声は出ているものの、紐のほどけかけたスパイクで走っているようなもどかしさがある。和音に緊張感がない。リズムにメリハリがない。遅れる声がある。しっかりしろよ、最後の最後じゃないか。集中だよ、集中しろって、と怒りの視線に力を込めようとすると、またいきなりの稲妻でウグッと声が出て、一人また一人と堪えきれずに下を向く。

 もう駄目だ、と坊太郎は思った。全部、自分のせいだ。自分のせいでせっかくの合唱が台無しだ。あきれたような加奈子の顔が浮かぶ。また悪ふざけして、と怒っている是枝さんの顔も浮かぶ。もうお前とは友達でもなんでもないからな、という河合育夫の声が聞こえる。いいか坊太郎、今の成績じゃ日本中、否、世界中探したってお前の入れる大学はないんだぞ、という井村頼信の声もする。

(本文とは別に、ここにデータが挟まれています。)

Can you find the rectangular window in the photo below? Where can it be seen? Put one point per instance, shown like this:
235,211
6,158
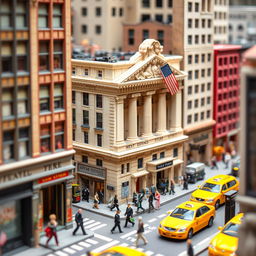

 もう駄目だ、と思うと泣けてきた。いつかの中原さんみたいに涙があふれてきて、みんなの顔がぼやけるが、坊太郎の泣き顔が笑っているように見えるのか、一人また一人と歌いながらも笑いをかみ殺している様子が伝わってくる。中原さんも俯いて必死で笑いをかみ殺している。

 体育館のフロアにいる聴衆も初めは事情が掴めず戸惑った様子だったが、ああ、あの指揮者ってさあ、例のほら、背中刺されちゃったあの人じゃない?なんて事情がわかると、ステージの笑いが伝染し、敢えてかみ殺す必要のないステージ下では馬鹿笑いの津波となってフロア全体に広がっていった。

 もうなにもかも終わりだ、と坊太郎が天を仰いだ、その時、雛壇右端下から二段目でいつもは無表情でむすっと目を閉じていたカラヤンが、口を両手で覆い一人爆笑しているのを坊太郎は見た。